In the lab, we have determined the effect of outside sources on either passive diffusion or active transport. In the experiment involving the artificial membrane, the values demonstrated by the Nernst equation should display that ions should pass through the membrane according to the whether or not the membrane is an anion or cation exchanger. Although our values were extremely close to those of the Nernst equation, they were even closer to the Goldman predictions because the Goldman equation allows for the transfer of more than one ion, whereas the Nernst only permits the transfer of one ion at a time. These results display that as the difference between the concentrations increased, the potential difference across the artificial membrane did as well or in other words, the higher the difference in concentration levels, the more work was done by the Na/K pump to transfer the charges across the membrane, thus creating a greater potential difference.
During the lab regarding the active transport in the frog skin, the main goal was to determine whether or not active transport was occurring without a concentration gradient present. This goal was achieved when there was a potential difference across the membrane. This was also true of the current within the skin. Because there is a potential difference and current across the membrane without a difference in concentration, proves that active transport, no matter how large or small, was indeed present in the membrane used.

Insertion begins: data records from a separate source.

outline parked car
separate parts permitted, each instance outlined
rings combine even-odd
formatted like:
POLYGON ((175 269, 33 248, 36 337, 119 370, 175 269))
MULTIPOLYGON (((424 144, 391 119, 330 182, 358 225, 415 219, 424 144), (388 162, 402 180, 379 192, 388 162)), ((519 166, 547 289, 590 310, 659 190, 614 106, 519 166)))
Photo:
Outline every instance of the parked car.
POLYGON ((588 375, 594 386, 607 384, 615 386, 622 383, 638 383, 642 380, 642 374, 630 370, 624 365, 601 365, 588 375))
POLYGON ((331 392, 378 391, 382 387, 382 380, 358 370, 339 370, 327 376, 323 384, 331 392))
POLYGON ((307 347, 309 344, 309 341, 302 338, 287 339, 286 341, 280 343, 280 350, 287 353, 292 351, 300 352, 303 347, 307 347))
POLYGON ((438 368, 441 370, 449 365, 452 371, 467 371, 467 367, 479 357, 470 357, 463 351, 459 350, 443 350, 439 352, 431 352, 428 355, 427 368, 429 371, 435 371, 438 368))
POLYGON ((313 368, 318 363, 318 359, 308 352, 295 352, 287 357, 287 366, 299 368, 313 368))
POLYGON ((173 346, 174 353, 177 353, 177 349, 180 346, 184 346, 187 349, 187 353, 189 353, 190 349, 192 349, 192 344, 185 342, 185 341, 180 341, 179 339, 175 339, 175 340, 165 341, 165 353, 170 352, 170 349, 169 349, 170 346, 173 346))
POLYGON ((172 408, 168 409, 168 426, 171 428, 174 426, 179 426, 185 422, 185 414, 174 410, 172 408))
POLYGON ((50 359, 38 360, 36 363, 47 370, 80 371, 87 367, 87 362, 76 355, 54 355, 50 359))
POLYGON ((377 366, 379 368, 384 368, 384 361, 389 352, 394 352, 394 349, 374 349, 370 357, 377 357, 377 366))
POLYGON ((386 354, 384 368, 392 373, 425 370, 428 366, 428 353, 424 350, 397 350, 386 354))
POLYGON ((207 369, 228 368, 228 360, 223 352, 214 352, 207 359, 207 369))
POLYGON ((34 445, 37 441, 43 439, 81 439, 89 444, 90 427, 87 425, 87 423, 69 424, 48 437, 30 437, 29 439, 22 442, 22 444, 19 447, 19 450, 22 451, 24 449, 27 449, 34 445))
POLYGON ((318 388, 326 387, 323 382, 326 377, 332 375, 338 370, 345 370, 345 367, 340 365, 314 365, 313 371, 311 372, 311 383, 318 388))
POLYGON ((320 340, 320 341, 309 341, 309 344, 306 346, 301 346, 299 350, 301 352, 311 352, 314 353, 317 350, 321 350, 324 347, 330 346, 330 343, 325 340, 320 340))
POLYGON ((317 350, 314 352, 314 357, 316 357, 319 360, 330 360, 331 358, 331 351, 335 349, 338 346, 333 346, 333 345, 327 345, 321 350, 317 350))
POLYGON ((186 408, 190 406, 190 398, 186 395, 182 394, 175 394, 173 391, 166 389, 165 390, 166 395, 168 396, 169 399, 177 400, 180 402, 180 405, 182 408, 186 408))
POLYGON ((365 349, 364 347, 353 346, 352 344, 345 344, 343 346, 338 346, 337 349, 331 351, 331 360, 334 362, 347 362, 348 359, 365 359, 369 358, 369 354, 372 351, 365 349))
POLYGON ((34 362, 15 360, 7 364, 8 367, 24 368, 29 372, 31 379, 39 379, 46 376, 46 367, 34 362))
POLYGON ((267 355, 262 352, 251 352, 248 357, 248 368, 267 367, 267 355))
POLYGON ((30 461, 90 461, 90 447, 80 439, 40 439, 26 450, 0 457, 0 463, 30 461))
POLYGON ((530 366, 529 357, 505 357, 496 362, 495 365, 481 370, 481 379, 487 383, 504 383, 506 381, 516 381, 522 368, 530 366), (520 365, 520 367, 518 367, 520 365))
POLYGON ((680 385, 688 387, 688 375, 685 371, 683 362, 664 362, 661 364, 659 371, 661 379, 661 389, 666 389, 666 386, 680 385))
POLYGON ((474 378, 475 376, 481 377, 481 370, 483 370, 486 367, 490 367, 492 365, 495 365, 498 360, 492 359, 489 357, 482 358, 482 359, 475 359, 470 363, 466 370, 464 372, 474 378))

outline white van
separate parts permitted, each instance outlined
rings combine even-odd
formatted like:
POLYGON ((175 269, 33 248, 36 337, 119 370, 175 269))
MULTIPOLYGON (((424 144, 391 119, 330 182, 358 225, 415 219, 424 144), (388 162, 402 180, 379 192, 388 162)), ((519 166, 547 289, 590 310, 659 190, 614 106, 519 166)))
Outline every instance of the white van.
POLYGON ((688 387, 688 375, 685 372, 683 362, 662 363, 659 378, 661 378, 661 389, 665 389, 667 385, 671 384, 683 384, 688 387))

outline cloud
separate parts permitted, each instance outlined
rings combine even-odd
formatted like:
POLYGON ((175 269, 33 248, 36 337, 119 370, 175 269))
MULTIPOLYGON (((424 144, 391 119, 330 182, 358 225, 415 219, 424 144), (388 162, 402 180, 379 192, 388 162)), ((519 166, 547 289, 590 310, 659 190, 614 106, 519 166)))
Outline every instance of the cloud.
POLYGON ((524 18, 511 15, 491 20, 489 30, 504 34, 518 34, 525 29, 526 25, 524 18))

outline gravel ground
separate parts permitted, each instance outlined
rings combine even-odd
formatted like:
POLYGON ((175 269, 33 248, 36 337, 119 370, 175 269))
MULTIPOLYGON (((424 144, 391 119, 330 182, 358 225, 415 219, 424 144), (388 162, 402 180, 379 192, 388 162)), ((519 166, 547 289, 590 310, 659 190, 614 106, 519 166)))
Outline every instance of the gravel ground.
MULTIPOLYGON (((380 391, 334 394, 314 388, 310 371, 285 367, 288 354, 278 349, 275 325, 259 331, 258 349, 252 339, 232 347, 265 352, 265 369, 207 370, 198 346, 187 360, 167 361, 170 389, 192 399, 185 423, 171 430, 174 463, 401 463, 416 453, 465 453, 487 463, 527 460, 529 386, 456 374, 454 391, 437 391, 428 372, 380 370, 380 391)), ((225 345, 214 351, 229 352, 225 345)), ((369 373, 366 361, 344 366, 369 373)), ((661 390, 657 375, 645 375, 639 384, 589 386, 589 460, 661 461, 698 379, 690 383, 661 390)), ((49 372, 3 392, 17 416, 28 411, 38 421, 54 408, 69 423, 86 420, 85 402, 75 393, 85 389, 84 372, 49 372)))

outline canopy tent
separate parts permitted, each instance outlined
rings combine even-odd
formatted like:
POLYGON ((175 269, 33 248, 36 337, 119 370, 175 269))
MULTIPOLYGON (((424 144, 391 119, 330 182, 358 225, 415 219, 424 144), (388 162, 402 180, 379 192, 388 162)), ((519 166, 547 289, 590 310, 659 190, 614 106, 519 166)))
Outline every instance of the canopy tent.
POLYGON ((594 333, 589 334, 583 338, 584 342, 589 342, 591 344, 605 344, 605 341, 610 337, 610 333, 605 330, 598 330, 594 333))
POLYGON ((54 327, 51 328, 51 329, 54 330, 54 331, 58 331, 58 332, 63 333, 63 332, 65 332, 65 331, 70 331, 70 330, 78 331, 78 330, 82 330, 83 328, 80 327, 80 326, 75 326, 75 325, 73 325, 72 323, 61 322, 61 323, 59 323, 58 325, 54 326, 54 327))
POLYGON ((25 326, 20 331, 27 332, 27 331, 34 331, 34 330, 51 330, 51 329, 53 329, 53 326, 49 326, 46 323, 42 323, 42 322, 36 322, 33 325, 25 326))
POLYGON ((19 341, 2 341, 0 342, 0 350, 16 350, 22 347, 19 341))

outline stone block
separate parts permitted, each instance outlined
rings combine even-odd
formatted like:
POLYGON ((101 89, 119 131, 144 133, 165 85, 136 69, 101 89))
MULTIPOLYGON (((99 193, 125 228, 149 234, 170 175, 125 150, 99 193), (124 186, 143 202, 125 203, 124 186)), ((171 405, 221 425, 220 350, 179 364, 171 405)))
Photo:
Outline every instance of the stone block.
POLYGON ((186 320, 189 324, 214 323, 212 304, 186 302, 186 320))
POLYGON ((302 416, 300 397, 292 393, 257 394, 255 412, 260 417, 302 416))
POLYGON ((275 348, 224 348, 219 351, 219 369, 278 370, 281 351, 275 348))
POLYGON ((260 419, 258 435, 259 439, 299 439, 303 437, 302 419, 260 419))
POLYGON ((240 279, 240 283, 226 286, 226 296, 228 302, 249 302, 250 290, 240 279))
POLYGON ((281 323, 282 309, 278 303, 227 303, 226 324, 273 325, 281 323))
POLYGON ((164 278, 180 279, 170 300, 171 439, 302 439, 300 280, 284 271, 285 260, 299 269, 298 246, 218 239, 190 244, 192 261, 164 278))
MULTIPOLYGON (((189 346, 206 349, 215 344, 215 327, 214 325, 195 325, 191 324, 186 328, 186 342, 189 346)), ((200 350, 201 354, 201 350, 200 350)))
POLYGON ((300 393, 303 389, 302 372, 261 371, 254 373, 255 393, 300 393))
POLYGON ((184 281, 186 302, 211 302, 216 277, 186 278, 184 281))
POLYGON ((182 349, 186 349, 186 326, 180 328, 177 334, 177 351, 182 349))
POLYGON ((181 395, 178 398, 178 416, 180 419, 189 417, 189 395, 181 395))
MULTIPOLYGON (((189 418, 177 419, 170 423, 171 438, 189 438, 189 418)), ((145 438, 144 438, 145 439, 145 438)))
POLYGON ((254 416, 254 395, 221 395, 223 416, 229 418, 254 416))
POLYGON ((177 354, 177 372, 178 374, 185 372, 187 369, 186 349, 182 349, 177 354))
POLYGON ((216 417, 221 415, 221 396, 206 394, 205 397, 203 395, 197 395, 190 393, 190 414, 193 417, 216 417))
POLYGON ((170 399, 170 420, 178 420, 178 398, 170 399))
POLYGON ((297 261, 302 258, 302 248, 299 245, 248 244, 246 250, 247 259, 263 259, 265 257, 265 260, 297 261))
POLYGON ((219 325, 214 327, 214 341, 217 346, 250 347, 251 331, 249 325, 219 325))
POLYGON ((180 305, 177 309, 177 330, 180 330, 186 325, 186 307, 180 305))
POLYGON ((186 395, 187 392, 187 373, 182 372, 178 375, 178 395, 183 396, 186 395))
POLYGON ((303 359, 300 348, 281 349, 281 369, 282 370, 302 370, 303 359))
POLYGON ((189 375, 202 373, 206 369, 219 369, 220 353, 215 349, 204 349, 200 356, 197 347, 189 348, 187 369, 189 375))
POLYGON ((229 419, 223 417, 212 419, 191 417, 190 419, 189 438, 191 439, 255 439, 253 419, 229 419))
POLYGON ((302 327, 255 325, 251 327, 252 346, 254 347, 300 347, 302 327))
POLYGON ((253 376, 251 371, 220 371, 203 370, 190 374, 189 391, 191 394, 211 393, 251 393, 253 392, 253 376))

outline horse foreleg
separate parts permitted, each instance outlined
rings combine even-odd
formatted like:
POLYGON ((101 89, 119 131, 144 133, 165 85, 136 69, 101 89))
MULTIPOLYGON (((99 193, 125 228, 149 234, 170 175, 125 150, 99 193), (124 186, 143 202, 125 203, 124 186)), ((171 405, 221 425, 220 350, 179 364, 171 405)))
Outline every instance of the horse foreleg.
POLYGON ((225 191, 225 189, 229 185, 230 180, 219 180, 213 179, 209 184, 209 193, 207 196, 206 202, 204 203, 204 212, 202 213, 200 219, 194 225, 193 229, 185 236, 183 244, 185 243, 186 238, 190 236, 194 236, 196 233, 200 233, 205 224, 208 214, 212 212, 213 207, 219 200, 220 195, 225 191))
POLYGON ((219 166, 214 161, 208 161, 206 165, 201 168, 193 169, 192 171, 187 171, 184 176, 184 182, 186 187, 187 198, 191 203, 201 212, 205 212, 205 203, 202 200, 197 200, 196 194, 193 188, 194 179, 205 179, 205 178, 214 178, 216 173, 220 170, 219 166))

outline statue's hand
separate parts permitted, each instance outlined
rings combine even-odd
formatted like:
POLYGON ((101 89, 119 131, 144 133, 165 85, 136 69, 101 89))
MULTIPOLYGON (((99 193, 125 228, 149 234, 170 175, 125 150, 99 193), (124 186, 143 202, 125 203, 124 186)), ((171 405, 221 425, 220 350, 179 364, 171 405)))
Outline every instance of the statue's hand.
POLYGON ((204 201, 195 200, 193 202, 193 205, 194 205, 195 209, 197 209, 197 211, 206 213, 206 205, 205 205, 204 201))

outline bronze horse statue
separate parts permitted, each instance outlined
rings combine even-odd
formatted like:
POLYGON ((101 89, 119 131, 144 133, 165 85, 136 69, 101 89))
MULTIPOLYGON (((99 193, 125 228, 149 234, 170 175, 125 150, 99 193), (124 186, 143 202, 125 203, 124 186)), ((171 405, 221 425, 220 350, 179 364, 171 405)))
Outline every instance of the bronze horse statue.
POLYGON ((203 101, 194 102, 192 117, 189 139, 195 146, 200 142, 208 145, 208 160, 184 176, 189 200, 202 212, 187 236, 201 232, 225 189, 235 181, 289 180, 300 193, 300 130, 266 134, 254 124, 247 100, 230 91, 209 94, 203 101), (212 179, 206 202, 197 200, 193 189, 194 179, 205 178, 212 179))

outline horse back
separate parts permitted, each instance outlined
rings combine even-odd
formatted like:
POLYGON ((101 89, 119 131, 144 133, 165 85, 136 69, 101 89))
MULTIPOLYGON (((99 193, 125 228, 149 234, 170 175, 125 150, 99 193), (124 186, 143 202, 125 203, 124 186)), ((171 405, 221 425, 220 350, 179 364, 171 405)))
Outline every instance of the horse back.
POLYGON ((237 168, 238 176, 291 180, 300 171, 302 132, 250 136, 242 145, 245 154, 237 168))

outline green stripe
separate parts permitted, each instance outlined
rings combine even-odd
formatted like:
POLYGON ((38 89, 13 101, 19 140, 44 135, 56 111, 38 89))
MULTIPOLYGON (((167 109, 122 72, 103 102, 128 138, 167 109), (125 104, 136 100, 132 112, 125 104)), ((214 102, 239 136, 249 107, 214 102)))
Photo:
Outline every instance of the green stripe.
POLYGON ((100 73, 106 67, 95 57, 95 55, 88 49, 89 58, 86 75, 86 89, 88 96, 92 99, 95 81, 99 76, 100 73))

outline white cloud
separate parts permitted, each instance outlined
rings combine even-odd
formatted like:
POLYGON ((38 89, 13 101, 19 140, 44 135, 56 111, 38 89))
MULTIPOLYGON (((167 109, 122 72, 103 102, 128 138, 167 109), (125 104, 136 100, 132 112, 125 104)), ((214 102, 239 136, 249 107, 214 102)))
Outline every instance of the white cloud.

Finally, the purpose of the third lab was to decide whether or not ATP was needed to perform active transport in the frog skin membrane. The results showed that because the addition of cyanide, which inhibits ATP use, and ouabain, which blocks the Na/K pump all together, decreased the potential difference and current across the membrane, that ATP was very much needed in the functioning of the Na/K pump.
Unpublshed. Bio411 Systemic Physiology Lab Manual.
Vander, Arthur, Sherman, James, and Luciano, Dorothy. 1998. Human Physiology, The
Mechanisms of Body Function, 7th ed. NY, NY: McGraw Hill.